Em termos de desenvolvimento de interface é muito pior. Para alterar qualquer coisa no tema ou na default.master é necessário o Sharepoint Designer, que é o herdeiro do FrontPage. Que pesadelo voltar a usar um WYSIWYG tosco destes! Mas somente por ele é possível usar o controle de versão do portal. Alguém pode me informar quanto é uma licença para ele?

[Tenho um feeling de que os truques que estou catando desesperadamente pela Internet são oferecidos através de treinamento específico.
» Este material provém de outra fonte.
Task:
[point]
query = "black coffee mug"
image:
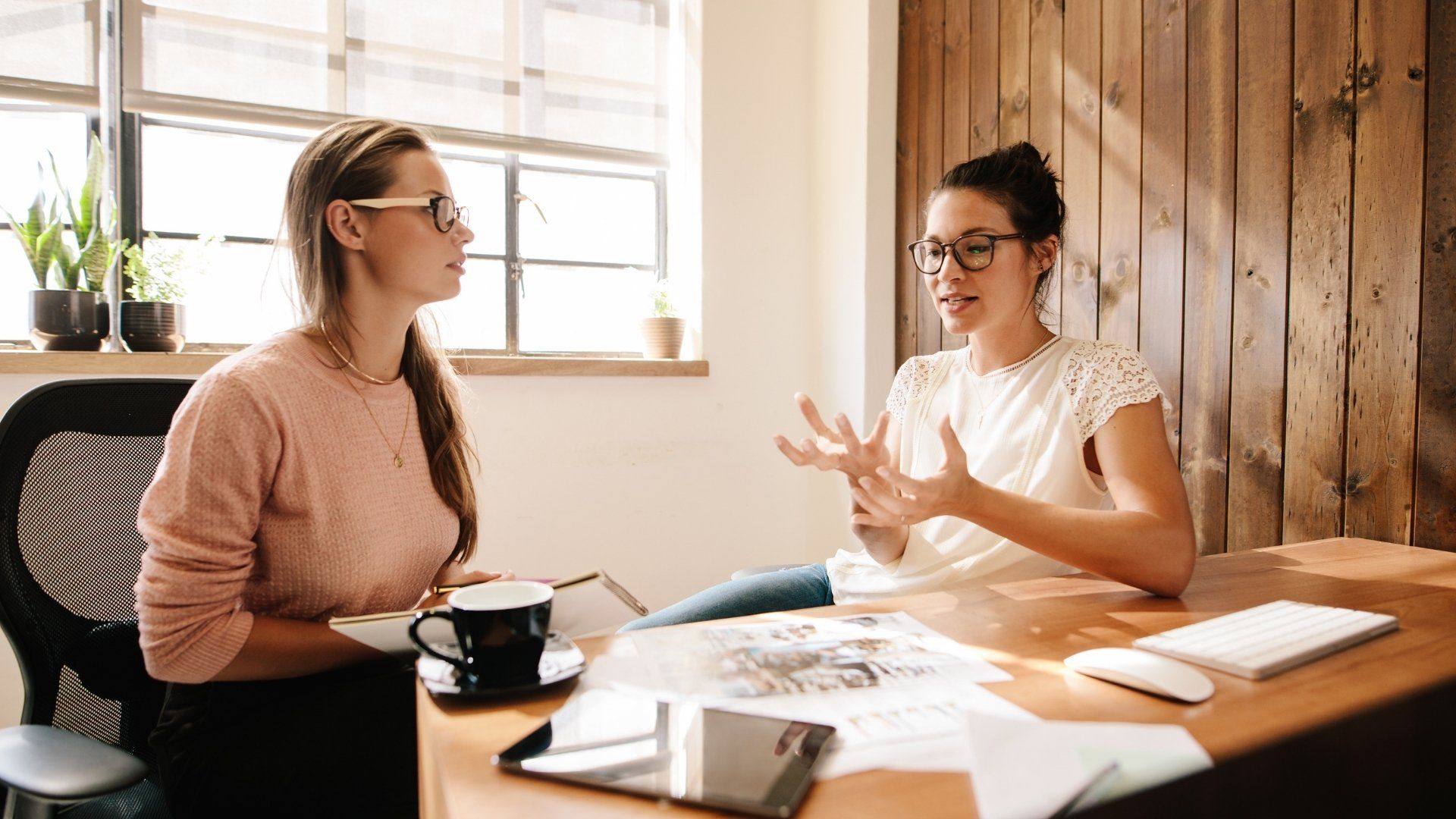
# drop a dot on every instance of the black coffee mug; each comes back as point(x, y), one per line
point(501, 629)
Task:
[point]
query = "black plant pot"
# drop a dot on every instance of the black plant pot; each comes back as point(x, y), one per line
point(153, 327)
point(69, 319)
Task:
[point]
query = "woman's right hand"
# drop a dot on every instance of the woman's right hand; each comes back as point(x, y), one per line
point(839, 449)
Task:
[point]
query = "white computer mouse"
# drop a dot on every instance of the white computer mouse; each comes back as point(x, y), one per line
point(1144, 670)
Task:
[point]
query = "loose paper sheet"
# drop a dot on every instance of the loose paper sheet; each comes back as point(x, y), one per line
point(795, 654)
point(1028, 770)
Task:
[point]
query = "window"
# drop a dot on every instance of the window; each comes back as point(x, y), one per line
point(27, 133)
point(551, 123)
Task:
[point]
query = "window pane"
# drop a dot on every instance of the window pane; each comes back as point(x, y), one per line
point(209, 183)
point(584, 309)
point(15, 284)
point(290, 14)
point(481, 187)
point(598, 219)
point(475, 319)
point(25, 136)
point(218, 58)
point(438, 63)
point(49, 39)
point(243, 295)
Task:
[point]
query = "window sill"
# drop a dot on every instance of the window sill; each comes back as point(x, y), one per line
point(199, 363)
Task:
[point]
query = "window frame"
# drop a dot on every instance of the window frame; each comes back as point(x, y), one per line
point(131, 218)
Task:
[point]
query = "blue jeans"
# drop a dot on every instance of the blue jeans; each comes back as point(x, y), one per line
point(801, 588)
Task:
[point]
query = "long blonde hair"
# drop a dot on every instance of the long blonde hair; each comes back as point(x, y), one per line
point(350, 161)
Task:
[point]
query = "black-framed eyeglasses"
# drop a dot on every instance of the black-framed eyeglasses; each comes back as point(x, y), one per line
point(443, 209)
point(973, 251)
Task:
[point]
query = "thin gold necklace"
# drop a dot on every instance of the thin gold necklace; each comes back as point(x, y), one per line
point(348, 363)
point(398, 450)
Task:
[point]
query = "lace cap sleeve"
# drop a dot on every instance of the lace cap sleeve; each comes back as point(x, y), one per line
point(1104, 376)
point(910, 382)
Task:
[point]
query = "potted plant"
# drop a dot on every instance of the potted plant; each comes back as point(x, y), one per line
point(155, 319)
point(661, 331)
point(73, 315)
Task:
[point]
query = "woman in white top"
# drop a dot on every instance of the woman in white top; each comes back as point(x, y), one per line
point(1021, 455)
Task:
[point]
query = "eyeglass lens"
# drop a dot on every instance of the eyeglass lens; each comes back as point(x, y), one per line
point(973, 253)
point(444, 213)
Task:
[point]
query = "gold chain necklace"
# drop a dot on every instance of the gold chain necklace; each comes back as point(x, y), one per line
point(348, 363)
point(398, 450)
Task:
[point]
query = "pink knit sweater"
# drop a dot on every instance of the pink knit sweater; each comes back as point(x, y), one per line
point(278, 496)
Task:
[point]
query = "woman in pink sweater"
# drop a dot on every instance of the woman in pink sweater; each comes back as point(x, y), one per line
point(324, 472)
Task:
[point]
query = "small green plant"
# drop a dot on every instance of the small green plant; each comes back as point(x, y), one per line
point(39, 234)
point(156, 271)
point(663, 302)
point(93, 253)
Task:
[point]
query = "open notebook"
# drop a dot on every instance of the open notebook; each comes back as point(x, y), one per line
point(584, 605)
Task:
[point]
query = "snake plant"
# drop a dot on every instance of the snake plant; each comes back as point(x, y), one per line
point(95, 251)
point(39, 234)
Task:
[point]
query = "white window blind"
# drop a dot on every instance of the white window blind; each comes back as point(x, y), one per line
point(49, 50)
point(577, 77)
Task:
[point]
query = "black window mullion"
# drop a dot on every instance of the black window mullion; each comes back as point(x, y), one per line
point(513, 257)
point(128, 202)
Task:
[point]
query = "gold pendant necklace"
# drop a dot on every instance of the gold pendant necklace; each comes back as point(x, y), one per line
point(398, 450)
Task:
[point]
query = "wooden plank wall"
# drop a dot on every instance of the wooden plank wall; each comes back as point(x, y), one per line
point(1261, 197)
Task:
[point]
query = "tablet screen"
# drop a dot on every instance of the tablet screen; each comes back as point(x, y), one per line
point(677, 751)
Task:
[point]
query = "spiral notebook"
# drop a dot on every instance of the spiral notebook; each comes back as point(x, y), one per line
point(584, 605)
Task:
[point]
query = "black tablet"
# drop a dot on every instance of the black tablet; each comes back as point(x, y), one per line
point(676, 751)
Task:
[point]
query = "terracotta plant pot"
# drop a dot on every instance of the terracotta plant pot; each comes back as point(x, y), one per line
point(153, 327)
point(663, 338)
point(69, 319)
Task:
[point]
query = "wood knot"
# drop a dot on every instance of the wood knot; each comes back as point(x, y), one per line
point(1114, 93)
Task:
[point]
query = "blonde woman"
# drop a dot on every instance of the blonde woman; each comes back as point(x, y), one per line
point(318, 474)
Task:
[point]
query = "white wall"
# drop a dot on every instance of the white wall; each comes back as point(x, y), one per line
point(783, 202)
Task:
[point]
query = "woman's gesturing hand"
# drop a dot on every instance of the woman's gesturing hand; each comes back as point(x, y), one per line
point(892, 499)
point(840, 447)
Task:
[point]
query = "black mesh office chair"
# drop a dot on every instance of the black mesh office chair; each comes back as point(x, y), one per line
point(74, 460)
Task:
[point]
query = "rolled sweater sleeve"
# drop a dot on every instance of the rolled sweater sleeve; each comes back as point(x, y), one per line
point(200, 521)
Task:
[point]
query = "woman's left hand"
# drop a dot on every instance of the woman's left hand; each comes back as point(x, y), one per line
point(897, 500)
point(455, 575)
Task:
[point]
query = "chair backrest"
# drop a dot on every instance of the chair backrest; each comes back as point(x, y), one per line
point(74, 461)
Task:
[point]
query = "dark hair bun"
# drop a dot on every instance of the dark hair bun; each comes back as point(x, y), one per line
point(1015, 177)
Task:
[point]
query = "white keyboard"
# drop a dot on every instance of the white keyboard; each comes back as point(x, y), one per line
point(1272, 639)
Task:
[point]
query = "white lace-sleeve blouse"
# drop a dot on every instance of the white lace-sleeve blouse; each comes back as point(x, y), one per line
point(1022, 428)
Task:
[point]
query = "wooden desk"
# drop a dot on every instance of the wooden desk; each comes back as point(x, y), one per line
point(1329, 719)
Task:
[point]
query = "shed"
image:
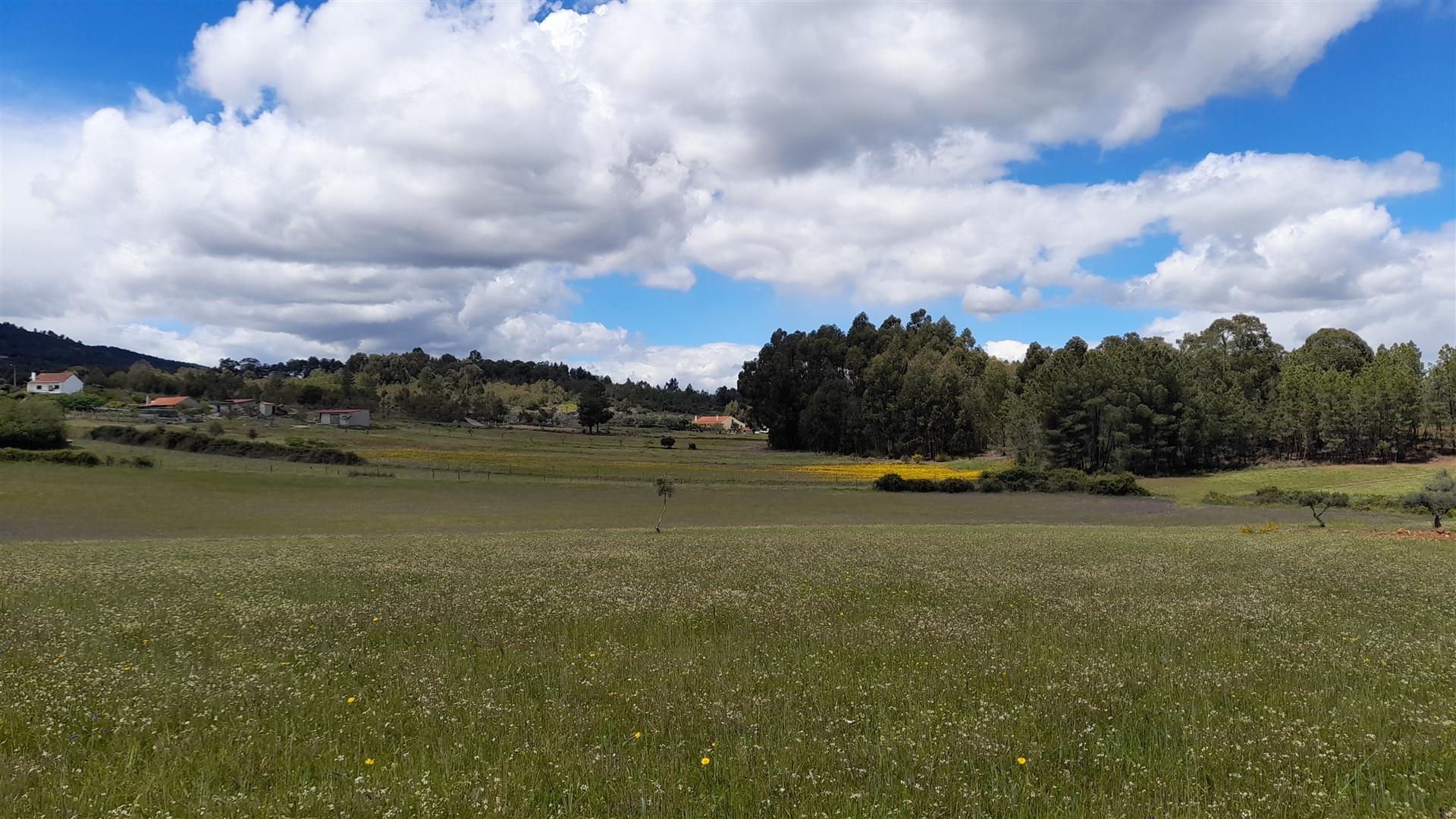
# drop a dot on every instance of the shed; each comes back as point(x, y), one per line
point(344, 417)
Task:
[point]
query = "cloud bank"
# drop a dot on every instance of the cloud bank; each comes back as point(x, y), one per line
point(388, 175)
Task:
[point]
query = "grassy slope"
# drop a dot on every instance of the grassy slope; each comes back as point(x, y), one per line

Sim, treinamento específico para editar HTML e CSS, você leu corretamente.]

Terceiro passo: Personalização é tabu

A documentação para costumização dos temas e páginas mestras do Sharepoint são quase inexistentes. Qualquer busca por estes termos sempre irá retornar temas gratuitos e artigos sobre os perigos de alterar as coisas. É apavorante!

Se o código HTML fosse bem construído, eu perdoaria. Mas alguns page layouts não fornecem qualquer distinção usando classes ou identificadores entre a coluna do meio das laterais. Como fazer algum design de interfaces decente de duas ou três colunas sem conseguir diferenciá-ls? Consegui manipular uma das colunas com seletor td[width="70%"]. Pena que só funciona no Internet Explorer 6 com um script que emula a implementação deste tipo de seletor.

Ainda estou tentando descobrir como não editar um tema dentro do Sharepoint Designer para evitar a armadilha do ghosting/unghosting (que é a pior solução de cacheamento de arquivos que já vi). Por enquanto, estou trabalhando com um tema que contém apenas um arquivo .css:

@import url(http://localhost/styles.css);

Tosco, mas funciona lindamente!

Ufa… isso foi só um post-desabafo. Se alguém aí teve alguma experiência semelhante assine aqui embaixo. Preciso ver alguma luz no fim deste túnel! Obrigada!